Over the next few weeks, I went through several levels of support at CenturyLink. They each asserted that my online connection was robust, and that the advertised speeds were met and exceeded. But when the connection was handed off at either end to Cogent, things went downhill. I went so far as to open a service ticket with Cogent. It appears that there was a sort of traffic dispute with CenturyLink that apparently resulted in traffic throttling. Obviously I was not the only one to be impacted, but my complaint had gone up to the legal department at CenturyLink. In the end, each side blamed the other, but I had the promise from CenturyLink that they would try to help.

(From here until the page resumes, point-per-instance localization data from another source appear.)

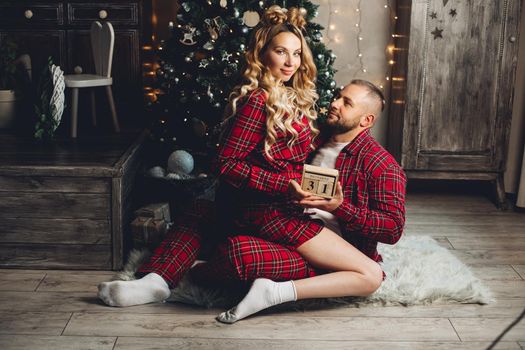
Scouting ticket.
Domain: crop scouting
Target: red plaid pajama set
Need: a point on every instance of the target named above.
(253, 191)
(373, 211)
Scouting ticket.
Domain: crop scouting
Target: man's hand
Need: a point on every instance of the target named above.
(324, 203)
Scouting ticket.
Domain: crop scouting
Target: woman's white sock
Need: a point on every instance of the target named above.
(263, 294)
(149, 289)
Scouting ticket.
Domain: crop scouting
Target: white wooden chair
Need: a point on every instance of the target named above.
(102, 42)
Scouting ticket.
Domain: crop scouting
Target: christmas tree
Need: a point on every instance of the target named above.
(201, 63)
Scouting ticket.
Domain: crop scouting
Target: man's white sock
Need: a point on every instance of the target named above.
(263, 294)
(149, 289)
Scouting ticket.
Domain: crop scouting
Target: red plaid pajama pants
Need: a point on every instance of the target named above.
(181, 246)
(245, 258)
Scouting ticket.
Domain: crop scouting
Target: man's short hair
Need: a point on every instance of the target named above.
(372, 90)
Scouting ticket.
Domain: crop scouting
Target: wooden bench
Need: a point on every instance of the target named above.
(67, 204)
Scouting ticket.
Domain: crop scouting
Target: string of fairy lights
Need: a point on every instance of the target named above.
(333, 37)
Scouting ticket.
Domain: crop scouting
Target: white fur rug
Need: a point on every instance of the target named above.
(419, 271)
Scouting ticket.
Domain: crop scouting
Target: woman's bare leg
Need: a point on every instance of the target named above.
(356, 275)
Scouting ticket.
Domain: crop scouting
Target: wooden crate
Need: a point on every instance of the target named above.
(66, 204)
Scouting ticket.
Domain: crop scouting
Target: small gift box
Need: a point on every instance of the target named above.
(319, 181)
(148, 230)
(157, 211)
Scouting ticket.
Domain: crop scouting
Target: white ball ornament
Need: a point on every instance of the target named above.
(180, 162)
(157, 171)
(251, 18)
(173, 176)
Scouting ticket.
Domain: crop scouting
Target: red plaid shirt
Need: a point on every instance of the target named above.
(373, 209)
(242, 162)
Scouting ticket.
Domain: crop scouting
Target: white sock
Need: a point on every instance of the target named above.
(149, 289)
(263, 294)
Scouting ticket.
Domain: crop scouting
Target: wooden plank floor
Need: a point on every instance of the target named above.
(59, 309)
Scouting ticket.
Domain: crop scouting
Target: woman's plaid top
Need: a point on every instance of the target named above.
(242, 162)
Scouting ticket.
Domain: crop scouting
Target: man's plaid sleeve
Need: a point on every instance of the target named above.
(383, 218)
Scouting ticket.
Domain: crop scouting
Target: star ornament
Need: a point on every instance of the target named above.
(226, 56)
(438, 33)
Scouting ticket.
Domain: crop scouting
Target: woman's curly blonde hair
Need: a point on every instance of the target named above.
(285, 104)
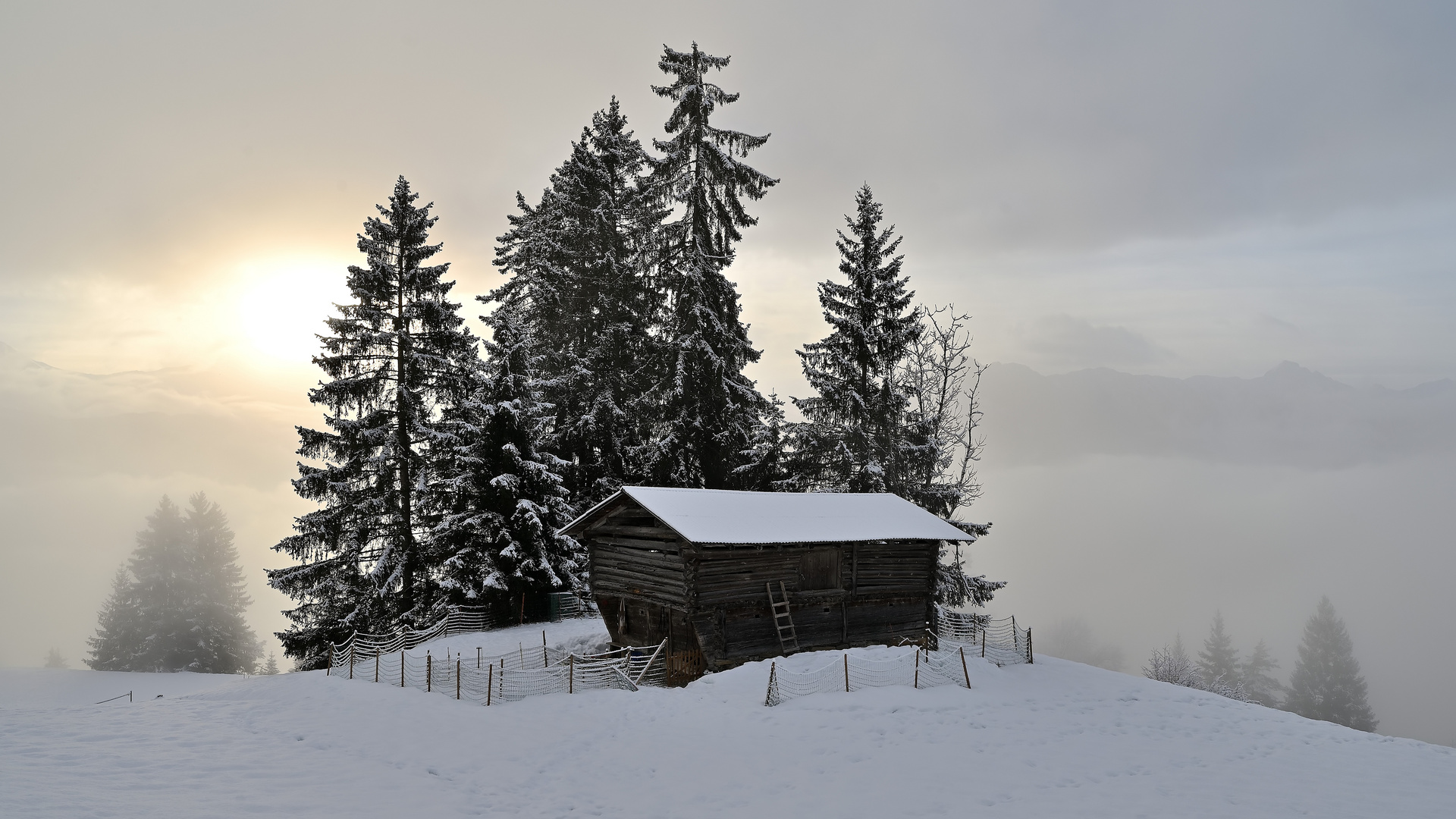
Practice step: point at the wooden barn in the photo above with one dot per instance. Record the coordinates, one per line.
(727, 577)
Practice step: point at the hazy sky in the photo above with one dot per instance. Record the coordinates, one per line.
(1161, 188)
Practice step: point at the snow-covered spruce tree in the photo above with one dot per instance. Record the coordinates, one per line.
(582, 292)
(770, 461)
(395, 357)
(896, 409)
(858, 435)
(149, 605)
(1254, 673)
(224, 642)
(1219, 661)
(501, 499)
(118, 630)
(708, 410)
(180, 602)
(1327, 682)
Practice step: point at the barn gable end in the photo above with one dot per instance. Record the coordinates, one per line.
(695, 567)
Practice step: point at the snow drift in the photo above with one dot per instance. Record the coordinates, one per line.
(1049, 739)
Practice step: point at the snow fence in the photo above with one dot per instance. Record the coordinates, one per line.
(510, 676)
(921, 668)
(457, 621)
(1001, 640)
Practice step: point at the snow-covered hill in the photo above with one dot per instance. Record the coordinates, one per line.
(1052, 739)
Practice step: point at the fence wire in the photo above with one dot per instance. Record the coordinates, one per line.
(456, 621)
(919, 668)
(1001, 640)
(514, 675)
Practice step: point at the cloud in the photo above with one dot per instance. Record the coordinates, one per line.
(1289, 417)
(1066, 341)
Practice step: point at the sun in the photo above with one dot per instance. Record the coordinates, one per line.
(281, 305)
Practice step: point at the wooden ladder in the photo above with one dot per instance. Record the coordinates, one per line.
(788, 639)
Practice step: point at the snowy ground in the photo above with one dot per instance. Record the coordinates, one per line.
(1052, 739)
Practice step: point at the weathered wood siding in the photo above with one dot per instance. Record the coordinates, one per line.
(653, 586)
(884, 595)
(632, 554)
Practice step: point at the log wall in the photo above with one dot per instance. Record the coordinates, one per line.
(653, 586)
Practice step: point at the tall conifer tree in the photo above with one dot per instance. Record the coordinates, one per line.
(1327, 684)
(859, 436)
(710, 410)
(397, 356)
(1258, 682)
(224, 643)
(180, 601)
(503, 499)
(1219, 659)
(582, 295)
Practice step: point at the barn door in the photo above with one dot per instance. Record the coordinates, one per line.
(820, 569)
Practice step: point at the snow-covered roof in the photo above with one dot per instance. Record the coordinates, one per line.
(724, 516)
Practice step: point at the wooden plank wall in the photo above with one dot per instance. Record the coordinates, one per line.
(886, 595)
(632, 554)
(714, 595)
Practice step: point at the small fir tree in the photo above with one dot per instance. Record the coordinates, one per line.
(118, 632)
(224, 642)
(1327, 682)
(180, 601)
(708, 409)
(504, 500)
(397, 357)
(1219, 661)
(1254, 673)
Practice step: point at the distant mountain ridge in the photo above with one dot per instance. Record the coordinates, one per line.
(1291, 416)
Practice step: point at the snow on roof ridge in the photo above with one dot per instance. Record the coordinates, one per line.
(737, 516)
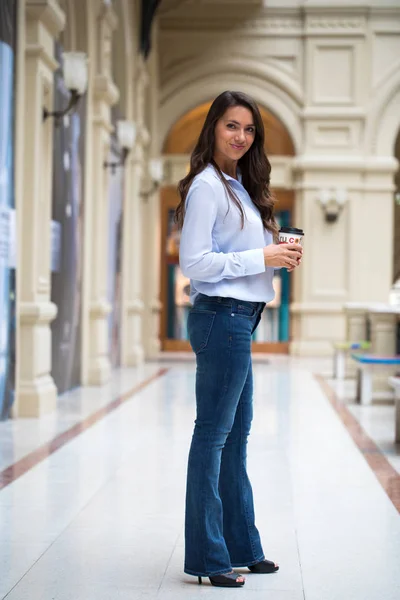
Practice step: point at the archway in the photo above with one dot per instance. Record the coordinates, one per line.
(273, 335)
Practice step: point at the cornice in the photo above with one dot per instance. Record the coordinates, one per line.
(48, 12)
(105, 89)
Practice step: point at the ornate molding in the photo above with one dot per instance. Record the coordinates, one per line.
(100, 309)
(136, 307)
(262, 25)
(156, 306)
(40, 53)
(105, 89)
(37, 313)
(48, 12)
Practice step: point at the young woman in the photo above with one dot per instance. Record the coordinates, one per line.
(227, 250)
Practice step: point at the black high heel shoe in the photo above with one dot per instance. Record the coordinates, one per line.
(226, 580)
(265, 566)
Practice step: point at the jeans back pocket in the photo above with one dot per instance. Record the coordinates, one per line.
(244, 310)
(199, 326)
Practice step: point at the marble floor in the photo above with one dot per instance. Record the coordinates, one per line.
(96, 510)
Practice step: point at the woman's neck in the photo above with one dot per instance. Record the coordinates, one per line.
(227, 166)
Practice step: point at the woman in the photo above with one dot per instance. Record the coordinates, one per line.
(227, 251)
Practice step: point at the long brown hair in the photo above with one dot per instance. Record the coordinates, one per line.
(254, 165)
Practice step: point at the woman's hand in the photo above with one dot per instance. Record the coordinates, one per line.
(283, 255)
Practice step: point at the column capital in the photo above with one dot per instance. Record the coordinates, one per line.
(48, 12)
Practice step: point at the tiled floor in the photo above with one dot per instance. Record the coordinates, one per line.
(102, 517)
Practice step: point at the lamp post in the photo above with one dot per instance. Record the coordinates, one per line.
(126, 136)
(75, 79)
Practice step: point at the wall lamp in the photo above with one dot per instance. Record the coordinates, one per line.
(126, 136)
(74, 66)
(332, 203)
(156, 172)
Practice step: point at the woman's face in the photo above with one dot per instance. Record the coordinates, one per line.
(234, 133)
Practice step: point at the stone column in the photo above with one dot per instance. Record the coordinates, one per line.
(132, 346)
(152, 219)
(105, 94)
(383, 342)
(339, 258)
(37, 391)
(356, 330)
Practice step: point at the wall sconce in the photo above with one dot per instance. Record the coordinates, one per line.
(156, 172)
(126, 136)
(75, 79)
(332, 203)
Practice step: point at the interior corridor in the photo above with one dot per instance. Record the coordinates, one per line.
(93, 507)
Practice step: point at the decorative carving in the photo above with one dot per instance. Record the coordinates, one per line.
(334, 23)
(224, 22)
(107, 23)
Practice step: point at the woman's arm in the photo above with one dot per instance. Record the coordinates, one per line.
(197, 260)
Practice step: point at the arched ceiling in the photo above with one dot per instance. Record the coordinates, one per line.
(184, 134)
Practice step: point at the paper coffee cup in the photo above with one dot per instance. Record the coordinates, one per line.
(291, 235)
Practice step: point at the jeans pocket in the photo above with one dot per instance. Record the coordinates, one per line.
(199, 326)
(244, 310)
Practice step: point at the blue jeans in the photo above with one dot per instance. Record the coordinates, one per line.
(220, 531)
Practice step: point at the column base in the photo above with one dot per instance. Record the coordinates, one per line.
(99, 371)
(36, 398)
(135, 356)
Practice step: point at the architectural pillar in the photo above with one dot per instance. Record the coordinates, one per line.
(37, 391)
(132, 349)
(152, 220)
(105, 95)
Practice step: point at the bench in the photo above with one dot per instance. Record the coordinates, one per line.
(366, 364)
(342, 349)
(394, 382)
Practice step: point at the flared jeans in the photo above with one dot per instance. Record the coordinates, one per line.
(220, 530)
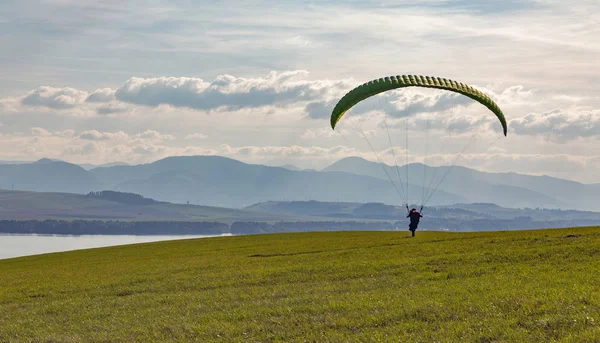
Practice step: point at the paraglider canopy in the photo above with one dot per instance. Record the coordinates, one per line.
(377, 86)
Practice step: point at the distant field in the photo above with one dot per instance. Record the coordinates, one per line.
(24, 205)
(519, 286)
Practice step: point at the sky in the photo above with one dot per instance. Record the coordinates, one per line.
(90, 81)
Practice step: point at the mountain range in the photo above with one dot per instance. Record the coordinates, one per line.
(220, 181)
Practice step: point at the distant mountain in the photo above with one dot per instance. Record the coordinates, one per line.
(291, 167)
(482, 213)
(88, 166)
(226, 182)
(22, 205)
(505, 189)
(220, 181)
(47, 175)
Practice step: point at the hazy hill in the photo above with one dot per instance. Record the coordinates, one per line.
(225, 182)
(220, 181)
(47, 175)
(33, 205)
(505, 189)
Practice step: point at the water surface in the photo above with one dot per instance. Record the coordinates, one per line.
(32, 244)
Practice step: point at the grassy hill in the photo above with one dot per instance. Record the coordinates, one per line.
(519, 286)
(21, 205)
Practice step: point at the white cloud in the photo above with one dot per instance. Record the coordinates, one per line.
(56, 98)
(226, 91)
(40, 132)
(559, 124)
(195, 136)
(101, 95)
(95, 135)
(152, 135)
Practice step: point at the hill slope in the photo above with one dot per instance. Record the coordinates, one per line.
(34, 205)
(504, 189)
(535, 286)
(225, 182)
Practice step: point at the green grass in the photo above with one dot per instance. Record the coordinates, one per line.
(520, 286)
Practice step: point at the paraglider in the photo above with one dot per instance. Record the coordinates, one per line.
(377, 86)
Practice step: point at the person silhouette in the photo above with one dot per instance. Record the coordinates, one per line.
(414, 216)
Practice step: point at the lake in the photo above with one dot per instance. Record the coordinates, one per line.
(24, 245)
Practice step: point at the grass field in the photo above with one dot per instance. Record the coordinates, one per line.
(523, 286)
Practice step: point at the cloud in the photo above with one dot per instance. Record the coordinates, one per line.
(101, 95)
(94, 135)
(559, 124)
(56, 98)
(324, 133)
(226, 91)
(196, 136)
(111, 109)
(40, 132)
(153, 136)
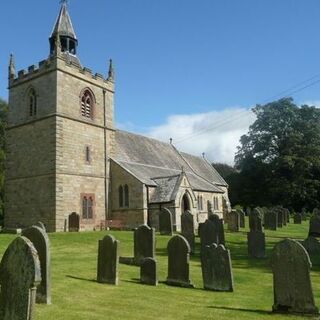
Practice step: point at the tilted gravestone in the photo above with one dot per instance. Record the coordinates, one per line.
(40, 240)
(234, 221)
(165, 222)
(211, 231)
(20, 275)
(291, 279)
(256, 238)
(314, 224)
(242, 218)
(108, 260)
(178, 262)
(187, 229)
(148, 272)
(297, 218)
(271, 220)
(216, 268)
(144, 243)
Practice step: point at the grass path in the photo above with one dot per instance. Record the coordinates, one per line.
(76, 295)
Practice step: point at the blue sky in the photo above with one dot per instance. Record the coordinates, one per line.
(174, 59)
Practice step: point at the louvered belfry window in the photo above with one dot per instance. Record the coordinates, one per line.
(87, 104)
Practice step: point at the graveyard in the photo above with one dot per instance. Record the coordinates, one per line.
(76, 294)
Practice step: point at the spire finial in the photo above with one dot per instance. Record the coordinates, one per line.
(12, 68)
(111, 73)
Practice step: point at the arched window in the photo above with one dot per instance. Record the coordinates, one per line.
(32, 102)
(126, 196)
(87, 104)
(120, 196)
(87, 206)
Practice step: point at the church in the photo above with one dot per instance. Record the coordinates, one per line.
(69, 167)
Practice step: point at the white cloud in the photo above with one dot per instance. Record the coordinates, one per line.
(216, 133)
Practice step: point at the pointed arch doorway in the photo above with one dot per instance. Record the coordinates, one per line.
(185, 203)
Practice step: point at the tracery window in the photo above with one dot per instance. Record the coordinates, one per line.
(87, 104)
(32, 102)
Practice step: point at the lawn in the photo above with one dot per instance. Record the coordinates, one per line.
(76, 295)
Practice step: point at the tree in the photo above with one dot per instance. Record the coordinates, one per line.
(3, 123)
(279, 158)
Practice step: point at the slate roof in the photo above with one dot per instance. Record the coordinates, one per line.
(156, 163)
(63, 25)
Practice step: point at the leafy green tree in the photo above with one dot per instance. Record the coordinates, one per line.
(3, 123)
(279, 158)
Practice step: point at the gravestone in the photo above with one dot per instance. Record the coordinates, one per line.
(148, 271)
(165, 222)
(108, 260)
(234, 221)
(178, 262)
(211, 231)
(256, 238)
(216, 268)
(19, 277)
(40, 241)
(314, 224)
(291, 279)
(271, 220)
(242, 218)
(255, 220)
(144, 243)
(187, 229)
(41, 225)
(74, 222)
(297, 218)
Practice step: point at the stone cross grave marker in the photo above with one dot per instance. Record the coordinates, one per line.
(108, 260)
(144, 243)
(40, 240)
(20, 275)
(217, 268)
(291, 279)
(187, 229)
(178, 262)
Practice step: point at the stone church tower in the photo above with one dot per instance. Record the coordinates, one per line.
(60, 134)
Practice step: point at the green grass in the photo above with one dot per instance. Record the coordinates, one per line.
(76, 295)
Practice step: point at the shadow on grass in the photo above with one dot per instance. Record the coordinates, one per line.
(243, 310)
(82, 279)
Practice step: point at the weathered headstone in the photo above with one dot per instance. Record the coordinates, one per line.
(216, 268)
(187, 229)
(255, 220)
(144, 243)
(234, 221)
(256, 238)
(40, 240)
(148, 271)
(314, 224)
(108, 260)
(212, 231)
(291, 279)
(19, 277)
(74, 222)
(165, 222)
(242, 217)
(178, 262)
(297, 218)
(271, 220)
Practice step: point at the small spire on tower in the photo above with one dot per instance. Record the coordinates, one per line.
(12, 68)
(111, 73)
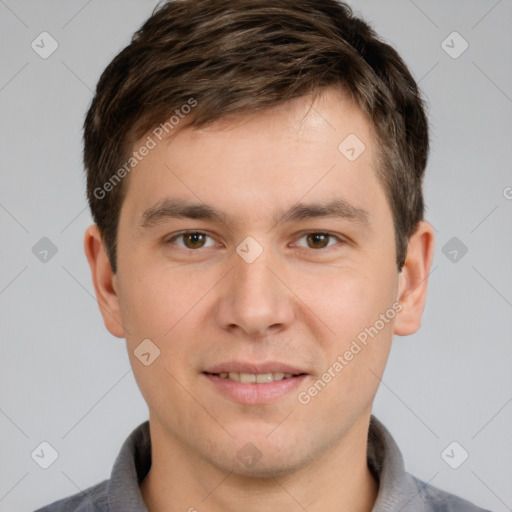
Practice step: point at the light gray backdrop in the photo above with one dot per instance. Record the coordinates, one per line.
(66, 381)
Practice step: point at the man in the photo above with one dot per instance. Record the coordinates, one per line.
(255, 175)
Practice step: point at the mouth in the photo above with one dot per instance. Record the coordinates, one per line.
(258, 378)
(255, 384)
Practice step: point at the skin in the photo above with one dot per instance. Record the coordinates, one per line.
(299, 302)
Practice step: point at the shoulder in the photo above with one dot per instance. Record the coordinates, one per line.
(437, 500)
(93, 499)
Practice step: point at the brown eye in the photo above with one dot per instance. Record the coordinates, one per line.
(318, 240)
(191, 239)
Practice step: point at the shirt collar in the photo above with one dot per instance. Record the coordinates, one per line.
(397, 489)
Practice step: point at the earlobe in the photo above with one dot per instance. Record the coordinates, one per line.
(413, 280)
(104, 280)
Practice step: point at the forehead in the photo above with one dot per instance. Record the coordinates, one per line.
(301, 151)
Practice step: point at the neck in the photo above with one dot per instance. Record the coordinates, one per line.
(337, 480)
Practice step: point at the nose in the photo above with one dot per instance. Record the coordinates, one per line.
(255, 298)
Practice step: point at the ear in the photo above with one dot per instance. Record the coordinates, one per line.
(104, 280)
(413, 280)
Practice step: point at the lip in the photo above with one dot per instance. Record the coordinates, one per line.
(255, 393)
(269, 367)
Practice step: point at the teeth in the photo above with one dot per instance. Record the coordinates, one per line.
(260, 378)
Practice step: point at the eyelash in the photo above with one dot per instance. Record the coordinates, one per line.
(184, 233)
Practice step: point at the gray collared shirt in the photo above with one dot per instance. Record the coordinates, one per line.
(398, 490)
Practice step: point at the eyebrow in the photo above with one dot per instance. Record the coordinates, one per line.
(178, 209)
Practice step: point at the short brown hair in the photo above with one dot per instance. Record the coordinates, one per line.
(245, 56)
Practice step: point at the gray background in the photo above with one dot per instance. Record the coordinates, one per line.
(65, 380)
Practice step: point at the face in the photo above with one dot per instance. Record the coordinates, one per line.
(249, 282)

A few days later, I ran another speed test from the server, and was delighted to see everything moving at full clip. When I ran a traceroute to and from the server, I discovered that the traffic was now moving from CenturyLink to Tata Communications rather than Cogent. Tata, which has a worldwide carrier network that competes with Cogent, just happens to be a division of the same India-based company that builds Land Rovers and Jaguars.
Regardless, my connection problems were solved, but I can see where such issues are not uncommon. The ISP is off the hook, because their traffic is moving at the proper speed. And, as you see, the intermediate carrier may, in turn, blame the ISP when slowdowns occur.
Aside from this conflict between CenturyLink and Cogent, my broadband experience in Arizona has been mostly positive. Both CenturyLink and Cox usually deliver speeds that mostly meet or exceed the advertised levels. From time to time, the signal does slow down, particularly during the evening when lots of people are flooding their Internet connections with computers, smartphones, tablets, game consoles, and video streamers
But it’s a good thing the authorities in New York state are holding an ISP’s feet to the fire. Unfortunately, not everyone benefits from speeds of 100 megabits, one gigabit, or even higher. But as more and more of you depend on a reliable online hookup, speeds are only one factor. There’s also the bandwidth cap. If your new Apple TV is regularly downloading up to 2GB of data as app resources are swapped, and that’s the maximum according to current tvOS guidelines, how long will it be before you have consumed a few hundred GB and hit or exceeded your ISP’s bandwidth limits? That is the potential Achilles heel of App Thinning, and I wonder how Apple plans to handle it. Or maybe Apple will just sit back and let customers sort things out with their ISPs.